2. Rowe states this necessary condition as a tripartite disjunction:
Either (i) there is some greater good, G, such that G is obtainable by GOD only if
God permits s, or (ii) there is some greater good, G, such that G is obtainable by
GOD only if GOD permits either sor some evil equally bad or worse, or (iii) s is such
that it is preventable by GOD only if GOD permits some evil equally bad or worse.
3. Rowe’s then says that premise (2) of the Inductive Argument is true because on all
three construals of its meaning, i.e., (i) or (ii) or (iii) above, if each is true, then (2) is
true.
4. Rowe concludes that premise (2) of IAEEG is true and accepted by theists and
atheists alike.
c. Rowe then considers whether premise (1) of IAEEG is true.
1. He considers the Fawn Burned Alive in the Forest Fire CASE and concludes:
a. While we cannot prove that (1) is true, it is nevertheless reasonable to believe
both that it is true and that the belief is rational.
V. What the Theist can say in defending Theism from the argument for atheism just given.
A. The theist must attack the first premise of the argument. There are three ways to do that:
1. That the premise is defective in some way. PROBLEM: this can only be
accomplished EITHER by arguing that the reasons supporting premise 1 are in
themselves insufficient to justify accepting it, OR by arguing that there are
other things we know which, conjoined with these reasons, do not justify us in
accepting it. SINCE the argument is valid and Premise 2 is likely to be
accepted by the Theist, this commits the Theist to the view that Premise 1 is
actually false, not just that we lack a good reason to accept it.
2. Argue that the premise is FALSE. This can be accomplished in one of two
ways:
a.
Direct Attack: point out goods, e.g., to which suffering may well be
connected which a GOD could not achieve without permitting
suffering. PROBLEM: Rowe doubts this strategy can succeed due to
lack of a way to establish that this is actually true in any particular
case of suffering and any particular general good connected to it.
b.
Indirect Attack: use the G.E. Moore Shift:
I do know that this pencil exists.
If the skeptic’s principles are correct I cannot know of the existence of
the pencil.
Therefore: The skeptic’s principles (at least one) must be incorrect.

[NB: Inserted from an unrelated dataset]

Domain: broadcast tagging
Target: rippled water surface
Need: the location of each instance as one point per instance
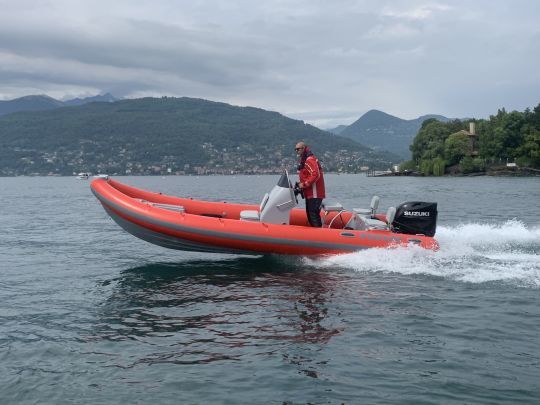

How the shift works: The skeptic’s argument relies on a premise that states
skeptical principles required for the truth of its conclusion (we don’t know
that P due to these principles). Moore claims that it is more rational to
believe the first premise of his antiskeptical argument to the antiskeptical
conclusion (“I do know that this pencil exists”) than the premise of the
skeptical argument to the skeptical conclusion.
How this is used to attack the atheist argument.
The structure of the Moore Shift is based on offering a counterargument to
the opposite conclusion of that offered by the argument it is challenging. So,
whereas the latter says “P, Q, therefore, R”, the former says “Not-R, Q,
therefore, Not-P”. The result, applied to the atheist argument, produces the
following counterargument:
1. There exists an omnipotent, omniscient, wholly good being.
2. An omniscient, wholly good being would prevent the occurrence of any intense
suffering it could, unless it could not do so without thereby losing some greater
good or permitting some evil equally bad or worse.
3. Therefore, It is not the case that there exist instances of intense suffering which
an omnipotent, omniscient being could have prevented without thereby losing
some greater good or permitting some evil equally bad or worse.[205]
The Theist then concludes that since he clearly has rational grounds for believing the
conclusion of his counterargument, the Atheist must be mistaken in asserting that
only the conclusion of their argument can be accepted on rational grounds.